In other words, Garmin Body Battery is a fairly common-sense tool; if you're tired, you don't need Garmin's battery score to tell you that. But it will warn you if stress, bad sleep, or overexercising is taking a toll when you might not realize it.
Other fitness brands have an equivalent to this tool; Fitbit has a Daily Readiness Score, for example. But Fitbit charges you a subscription fee to see this data, whereas Garmin provides its Body Battery score for free.
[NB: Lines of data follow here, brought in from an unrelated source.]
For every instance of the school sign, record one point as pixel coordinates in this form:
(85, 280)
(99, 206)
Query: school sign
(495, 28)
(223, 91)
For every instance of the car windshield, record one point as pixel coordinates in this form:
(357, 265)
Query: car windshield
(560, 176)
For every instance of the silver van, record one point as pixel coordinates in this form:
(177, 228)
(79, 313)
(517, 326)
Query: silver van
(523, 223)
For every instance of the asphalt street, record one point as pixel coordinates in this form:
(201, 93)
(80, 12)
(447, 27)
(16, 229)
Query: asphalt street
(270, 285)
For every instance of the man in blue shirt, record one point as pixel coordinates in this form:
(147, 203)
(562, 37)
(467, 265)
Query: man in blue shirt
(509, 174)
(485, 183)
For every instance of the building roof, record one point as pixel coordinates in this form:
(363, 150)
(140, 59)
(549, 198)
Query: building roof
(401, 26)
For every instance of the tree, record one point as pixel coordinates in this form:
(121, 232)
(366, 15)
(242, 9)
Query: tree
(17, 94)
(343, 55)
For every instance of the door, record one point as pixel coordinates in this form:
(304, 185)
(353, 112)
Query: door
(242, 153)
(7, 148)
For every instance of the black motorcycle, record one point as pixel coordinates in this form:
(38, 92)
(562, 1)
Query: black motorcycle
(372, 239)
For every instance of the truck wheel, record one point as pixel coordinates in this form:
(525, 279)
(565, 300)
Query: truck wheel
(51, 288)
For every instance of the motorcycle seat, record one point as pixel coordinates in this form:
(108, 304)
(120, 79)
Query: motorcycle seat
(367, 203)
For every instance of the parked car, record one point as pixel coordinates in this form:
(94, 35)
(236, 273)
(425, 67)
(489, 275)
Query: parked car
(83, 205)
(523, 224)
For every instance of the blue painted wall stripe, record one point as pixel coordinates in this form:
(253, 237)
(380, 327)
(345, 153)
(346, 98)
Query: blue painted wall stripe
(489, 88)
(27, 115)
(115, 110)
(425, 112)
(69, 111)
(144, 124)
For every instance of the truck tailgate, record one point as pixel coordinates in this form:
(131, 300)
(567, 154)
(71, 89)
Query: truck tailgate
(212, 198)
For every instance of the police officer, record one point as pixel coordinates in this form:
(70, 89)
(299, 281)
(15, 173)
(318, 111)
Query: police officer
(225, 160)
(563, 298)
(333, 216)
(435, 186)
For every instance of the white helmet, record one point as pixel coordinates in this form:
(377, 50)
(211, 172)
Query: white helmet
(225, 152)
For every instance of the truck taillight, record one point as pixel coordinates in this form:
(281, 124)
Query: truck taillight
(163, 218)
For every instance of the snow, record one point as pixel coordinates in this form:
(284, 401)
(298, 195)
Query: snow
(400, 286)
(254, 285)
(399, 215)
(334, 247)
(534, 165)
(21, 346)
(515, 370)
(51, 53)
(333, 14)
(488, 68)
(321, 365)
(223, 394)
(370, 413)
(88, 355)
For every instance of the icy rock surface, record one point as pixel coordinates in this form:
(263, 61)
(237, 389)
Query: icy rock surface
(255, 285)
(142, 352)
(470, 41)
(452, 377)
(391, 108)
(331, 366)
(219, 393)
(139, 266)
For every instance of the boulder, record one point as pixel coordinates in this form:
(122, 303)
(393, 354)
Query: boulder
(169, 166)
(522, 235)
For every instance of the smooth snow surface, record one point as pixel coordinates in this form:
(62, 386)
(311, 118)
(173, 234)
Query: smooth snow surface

How is Garmin Body Battery calculated?
Garmin acquired well-respected physiological data company Firstbeat Analytics in 2020, and uses their algorithms to convert heart rate data into a complete profile of your current health and energy level. It mostly relies on your heart rate variability (HRV) and stress index.
When you're relaxed and healthy, the gap between heartbeats naturally rises while exhaling and falls while inhaling. Calm, deep breathing will correspond with a varied heart rate. But stress or exercise stimulates hormone production that decreases HRV, giving you a more consistent (and elevated) heart rate that will burn through your body battery more quickly.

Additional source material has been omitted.